The researchers found that most wrist-worn devices could measure heart rate accurately; however, the calories burned had a considerable error. Regardless of the brand, the devices were 20% off their predicted calories on average
This article examines the accuracy of Smart Band Watches and other Fitness Trackers in measuring calories burned, specifically focusing on their reliability as calorie counting devices and wrist-worn devices. The goal is to thoroughly explore the realm of health and fitness technology and provide detailed insights into the concerns surrounding these popular devices
HOW ACCURATE ARE SMART BAND WATCHES FOR MEASURING CALORIES BURNED SUMMARY
- Regardless of the brand, the devices were 20% off their predicted calories on average.
- Apple was the best of all the watches examined, and Samsung Gear 2 was the worst.
- As a general rule, don’t rely on wristwatches to accurately measure calories burned if you use them for weight loss purposes.
Today, every new wristwatch has an integrated fitness component that allows users to track heart rate, metabolism, etc. You may feel some sense of pride looking down and seeing that your wristwatch said you burned 800 calories after your workout, but how accurate are these devices? A new study was released in the Journal of Personalized Medicine with some eye awakening results.
SMART BAND WATCHES FOR MEASURING CALORIES BURNED STUDY
The Stanford research team measured fitness trackers accuracy of heart rate and calories burned and Wrist-Worn Devices Accuracy eight devices: Apple Watch; Basis Peak; ePulse2; Fitbit Surge; Microsoft Band; MIO Alpha 2; PulseOn; and Samsung Gear S2. The researchers compared the heart rate against ECG and gas exchange indirect calorimetry (FDA-approved equipment for measuring calories burned). The subjects were tested in a wide variety of settings, such as sitting at rest, walking, running, and cycling.
The researchers found that most wrist-worn devices could measure heart rate accurately; however, the calories burned had a considerable error. Regardless of the brand, smart band watches accuracy were 20% off their predicted calories on average. Median error rates across tasks varied from 27.4% for the Fitbit Surge to 92.6% for the PulseOn.
To calculate calories burned accurately, walking (31.8%) and running (31.0%) tasks demonstrated the lowest relative error rates across devices, while sitting tasks exhibited the highest at 52.4%. Among the watches examined, Apple outperformed the rest, securing the top spot, whereas Samsung Gear 2 lagged behind as the least accurate.(1) Earlier studies have revealed discrepancies in calories burned estimates, with variations reaching up to 43% compared to the reference standard.(2) The devices displayed a range of error from -266.7 to 65.7 kcals.
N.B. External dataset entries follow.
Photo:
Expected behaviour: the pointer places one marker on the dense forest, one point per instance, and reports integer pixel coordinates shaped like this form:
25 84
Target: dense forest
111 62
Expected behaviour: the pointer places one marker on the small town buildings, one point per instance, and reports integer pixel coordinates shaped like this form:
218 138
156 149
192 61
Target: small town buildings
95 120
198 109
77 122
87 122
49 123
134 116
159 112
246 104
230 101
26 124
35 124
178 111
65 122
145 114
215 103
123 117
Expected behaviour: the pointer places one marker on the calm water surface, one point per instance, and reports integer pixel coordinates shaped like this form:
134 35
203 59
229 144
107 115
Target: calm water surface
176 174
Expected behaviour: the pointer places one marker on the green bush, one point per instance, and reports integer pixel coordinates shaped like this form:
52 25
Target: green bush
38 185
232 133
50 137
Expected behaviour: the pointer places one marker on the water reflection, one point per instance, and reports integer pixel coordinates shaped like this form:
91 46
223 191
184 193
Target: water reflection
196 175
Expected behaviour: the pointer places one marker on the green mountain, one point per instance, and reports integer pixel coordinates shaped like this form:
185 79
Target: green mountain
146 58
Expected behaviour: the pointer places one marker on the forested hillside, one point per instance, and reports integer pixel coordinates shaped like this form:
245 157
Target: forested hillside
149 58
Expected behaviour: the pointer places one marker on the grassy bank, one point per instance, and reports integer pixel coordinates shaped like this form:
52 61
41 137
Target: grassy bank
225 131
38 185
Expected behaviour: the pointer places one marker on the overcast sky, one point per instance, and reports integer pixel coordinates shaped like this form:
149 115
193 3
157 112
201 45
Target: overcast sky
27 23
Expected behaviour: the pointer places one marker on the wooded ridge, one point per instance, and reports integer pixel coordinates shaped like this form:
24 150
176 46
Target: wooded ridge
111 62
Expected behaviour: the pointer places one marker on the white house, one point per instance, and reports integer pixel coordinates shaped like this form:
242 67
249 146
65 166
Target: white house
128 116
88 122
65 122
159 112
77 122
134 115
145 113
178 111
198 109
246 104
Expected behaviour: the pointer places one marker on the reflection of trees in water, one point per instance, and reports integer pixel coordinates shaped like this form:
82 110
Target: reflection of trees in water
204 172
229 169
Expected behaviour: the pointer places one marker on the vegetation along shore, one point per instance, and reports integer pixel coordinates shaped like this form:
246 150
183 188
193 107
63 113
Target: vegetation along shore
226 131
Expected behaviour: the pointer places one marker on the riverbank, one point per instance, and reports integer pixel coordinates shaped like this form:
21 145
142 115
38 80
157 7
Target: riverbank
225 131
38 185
Both Apple and Polar watches have been identified to overestimate calories burned, with overestimations by 58% and 69%, respectively.
Fitbit devices overestimated calories burned by 39.5% of the time and underestimated calories burned by 48.4% of the time.(3) As a general rule, don’t rely on wristwatches to accurately measure calories burned if you use them for weight loss purposes. They generally have an error rate of 20% or greater. If your watch says that you burned 500 calories, it’s at least 100 calories less or more, depending on the brand.
1. Shcherbina A, Mattsson CM, Waggott D, Salisbury H, Christle JW, Hastie T, et al. Accuracy in Wrist-Worn, Sensor-Based Measurements of Heart Rate and Energy Expenditure in a Diverse Cohort. J Pers Med. 2017;7(2).
2. Wallen MP, Gomersall SR, Keating SE, Wisløff U, Coombes JS. Accuracy of Heart Rate Watches: Implications for Weight Management. PLoS One. 2016;11(5):e0154420.
3. Fuller D, Colwell E, Low J, Orychock K, Tobin MA, Simango B, et al. Reliability and Validity of Commercially Available Wearable Devices for Measuring Steps, Energy Expenditure, and Heart Rate: Systematic Review. JMIR mHealth and uHealth. 2020;8(9):e18694-e.